When famed bank robber Willie Sutton was asked why he robbed banks, he said: “Because that’s where the money is.”

For the same reason, it is as predictable as the sunrise that medical care for the elderly will be cut back under a government-controlled medical system. Because that’s where the money is.

My experience is probably not very different from that of many other people in their seventies. My medical expenses in the past year have been more than in the first 40 years of my life — and I did not spend one night in a hospital all last year or go to an emergency room even once.

Just the ordinary medical expenses of keeping an old geezer going along in good health are high. Throw in a medical emergency or two, and the costs go through the roof.

So long as my insurance company and I are paying for it, it is nobody else’s business what my medical expenses are. But once the government is involved, everything is its business.
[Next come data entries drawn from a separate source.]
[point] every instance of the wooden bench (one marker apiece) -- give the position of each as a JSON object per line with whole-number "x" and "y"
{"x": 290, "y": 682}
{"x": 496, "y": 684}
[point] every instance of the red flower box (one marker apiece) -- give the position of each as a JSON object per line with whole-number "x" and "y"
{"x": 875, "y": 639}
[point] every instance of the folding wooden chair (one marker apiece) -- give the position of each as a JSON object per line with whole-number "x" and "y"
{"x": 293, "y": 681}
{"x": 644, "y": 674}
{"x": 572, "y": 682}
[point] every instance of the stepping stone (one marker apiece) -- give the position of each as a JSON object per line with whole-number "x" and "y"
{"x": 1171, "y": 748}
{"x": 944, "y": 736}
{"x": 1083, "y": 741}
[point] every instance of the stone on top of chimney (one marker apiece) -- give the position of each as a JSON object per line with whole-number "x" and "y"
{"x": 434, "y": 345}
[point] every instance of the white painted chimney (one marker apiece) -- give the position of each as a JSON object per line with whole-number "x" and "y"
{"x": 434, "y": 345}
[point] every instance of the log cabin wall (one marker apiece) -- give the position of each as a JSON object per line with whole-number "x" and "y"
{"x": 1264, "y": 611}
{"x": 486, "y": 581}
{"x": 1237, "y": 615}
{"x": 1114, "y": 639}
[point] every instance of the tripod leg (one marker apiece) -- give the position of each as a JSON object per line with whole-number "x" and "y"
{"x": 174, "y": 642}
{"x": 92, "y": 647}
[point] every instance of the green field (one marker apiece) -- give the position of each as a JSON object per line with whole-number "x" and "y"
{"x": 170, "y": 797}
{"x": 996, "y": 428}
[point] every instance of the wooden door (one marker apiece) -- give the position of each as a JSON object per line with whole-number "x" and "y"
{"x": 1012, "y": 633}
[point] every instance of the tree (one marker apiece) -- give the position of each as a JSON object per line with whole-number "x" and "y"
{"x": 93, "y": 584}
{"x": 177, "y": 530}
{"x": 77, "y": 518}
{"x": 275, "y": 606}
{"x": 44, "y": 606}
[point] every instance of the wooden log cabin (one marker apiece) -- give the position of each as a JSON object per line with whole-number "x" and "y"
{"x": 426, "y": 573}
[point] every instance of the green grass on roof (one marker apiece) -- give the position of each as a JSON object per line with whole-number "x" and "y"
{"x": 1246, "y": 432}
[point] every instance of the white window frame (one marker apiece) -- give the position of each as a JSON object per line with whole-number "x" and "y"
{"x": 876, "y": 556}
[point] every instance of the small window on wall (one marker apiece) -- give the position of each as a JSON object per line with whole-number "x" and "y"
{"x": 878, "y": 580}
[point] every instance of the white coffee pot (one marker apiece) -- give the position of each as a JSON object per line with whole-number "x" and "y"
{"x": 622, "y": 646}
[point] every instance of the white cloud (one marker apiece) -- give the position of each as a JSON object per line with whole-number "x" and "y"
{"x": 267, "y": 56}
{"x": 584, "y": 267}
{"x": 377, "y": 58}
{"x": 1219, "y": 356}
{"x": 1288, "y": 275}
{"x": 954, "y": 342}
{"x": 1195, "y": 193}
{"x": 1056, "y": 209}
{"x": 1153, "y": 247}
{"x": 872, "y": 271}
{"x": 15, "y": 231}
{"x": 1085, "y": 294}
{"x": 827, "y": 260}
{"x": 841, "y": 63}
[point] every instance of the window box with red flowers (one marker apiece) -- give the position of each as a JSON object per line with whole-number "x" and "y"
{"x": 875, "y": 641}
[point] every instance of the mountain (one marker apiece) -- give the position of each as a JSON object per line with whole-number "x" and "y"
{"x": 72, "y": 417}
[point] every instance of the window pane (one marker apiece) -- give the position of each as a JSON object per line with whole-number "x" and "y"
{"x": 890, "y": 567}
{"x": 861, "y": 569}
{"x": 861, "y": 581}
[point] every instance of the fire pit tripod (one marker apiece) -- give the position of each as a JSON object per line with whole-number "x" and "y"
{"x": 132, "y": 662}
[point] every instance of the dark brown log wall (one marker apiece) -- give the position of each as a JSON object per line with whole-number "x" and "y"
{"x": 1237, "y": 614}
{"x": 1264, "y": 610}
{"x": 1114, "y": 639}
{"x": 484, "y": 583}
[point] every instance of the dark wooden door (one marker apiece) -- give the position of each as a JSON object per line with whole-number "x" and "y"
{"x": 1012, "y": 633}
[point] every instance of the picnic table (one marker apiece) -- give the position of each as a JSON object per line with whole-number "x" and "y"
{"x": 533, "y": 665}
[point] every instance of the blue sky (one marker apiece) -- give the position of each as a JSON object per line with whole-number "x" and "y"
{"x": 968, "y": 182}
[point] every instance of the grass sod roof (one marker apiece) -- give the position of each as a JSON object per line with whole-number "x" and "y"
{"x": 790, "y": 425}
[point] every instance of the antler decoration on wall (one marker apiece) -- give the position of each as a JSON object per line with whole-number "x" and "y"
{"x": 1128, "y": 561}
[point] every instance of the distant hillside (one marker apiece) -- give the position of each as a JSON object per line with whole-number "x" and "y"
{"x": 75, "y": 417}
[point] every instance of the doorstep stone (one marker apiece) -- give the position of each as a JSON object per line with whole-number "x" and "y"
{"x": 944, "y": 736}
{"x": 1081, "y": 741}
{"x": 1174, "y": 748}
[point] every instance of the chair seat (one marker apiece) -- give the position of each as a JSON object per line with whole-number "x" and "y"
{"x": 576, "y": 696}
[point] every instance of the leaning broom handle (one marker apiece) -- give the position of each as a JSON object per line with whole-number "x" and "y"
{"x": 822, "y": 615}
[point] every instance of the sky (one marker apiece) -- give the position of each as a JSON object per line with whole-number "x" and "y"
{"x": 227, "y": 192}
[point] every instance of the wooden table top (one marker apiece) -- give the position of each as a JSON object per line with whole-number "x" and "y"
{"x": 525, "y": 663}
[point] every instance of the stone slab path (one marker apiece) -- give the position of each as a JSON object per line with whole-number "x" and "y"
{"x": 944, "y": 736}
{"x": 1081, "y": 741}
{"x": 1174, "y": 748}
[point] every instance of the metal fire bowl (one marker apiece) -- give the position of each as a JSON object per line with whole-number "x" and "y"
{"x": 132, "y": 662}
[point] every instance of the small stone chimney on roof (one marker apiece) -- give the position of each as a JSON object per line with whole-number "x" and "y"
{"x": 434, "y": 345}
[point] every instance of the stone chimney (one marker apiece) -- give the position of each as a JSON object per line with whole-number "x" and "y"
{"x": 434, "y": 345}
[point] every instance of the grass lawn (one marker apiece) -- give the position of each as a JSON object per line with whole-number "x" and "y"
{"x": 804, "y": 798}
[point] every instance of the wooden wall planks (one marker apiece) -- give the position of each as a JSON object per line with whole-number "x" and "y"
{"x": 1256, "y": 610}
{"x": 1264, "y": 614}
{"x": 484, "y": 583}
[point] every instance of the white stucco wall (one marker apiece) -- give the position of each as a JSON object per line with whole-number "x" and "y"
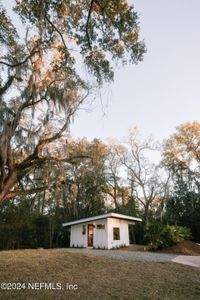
{"x": 100, "y": 235}
{"x": 77, "y": 239}
{"x": 124, "y": 233}
{"x": 102, "y": 238}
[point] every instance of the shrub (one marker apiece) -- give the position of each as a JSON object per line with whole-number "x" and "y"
{"x": 158, "y": 236}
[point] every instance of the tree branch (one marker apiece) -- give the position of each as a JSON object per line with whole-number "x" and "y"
{"x": 87, "y": 23}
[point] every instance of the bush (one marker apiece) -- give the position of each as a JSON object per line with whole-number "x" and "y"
{"x": 158, "y": 236}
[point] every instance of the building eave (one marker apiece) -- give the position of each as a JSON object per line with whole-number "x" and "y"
{"x": 104, "y": 216}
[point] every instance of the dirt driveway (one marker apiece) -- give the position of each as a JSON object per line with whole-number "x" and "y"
{"x": 140, "y": 256}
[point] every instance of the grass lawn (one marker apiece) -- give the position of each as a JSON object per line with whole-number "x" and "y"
{"x": 97, "y": 277}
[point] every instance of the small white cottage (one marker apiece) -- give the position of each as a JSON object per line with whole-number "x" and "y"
{"x": 106, "y": 231}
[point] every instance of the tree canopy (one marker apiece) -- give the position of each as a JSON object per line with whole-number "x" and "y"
{"x": 42, "y": 83}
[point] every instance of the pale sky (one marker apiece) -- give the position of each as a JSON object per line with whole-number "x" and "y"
{"x": 161, "y": 92}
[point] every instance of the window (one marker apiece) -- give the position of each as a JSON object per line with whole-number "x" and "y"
{"x": 83, "y": 229}
{"x": 100, "y": 226}
{"x": 116, "y": 234}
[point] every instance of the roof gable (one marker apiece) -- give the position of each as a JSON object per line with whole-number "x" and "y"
{"x": 104, "y": 216}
It is not just a question of what the government will pay for. The logic of collectivist thinking — and the actual practice in some countries with government-controlled health care — is that you cannot pay for any medical treatments with your own money if the powers that be decide that “society” cannot let its resources be used that way, or that it would not be “social justice” for some people to have medical treatments that others cannot get, just because some people “happen to have money.”

The medical-care stampede is about much more than medical care, important as that is. It is part of a whole mindset of many on the left who have never reconciled themselves to an economic system in which how much people can draw from the resources of the nation depends on how much they have contributed to those resources.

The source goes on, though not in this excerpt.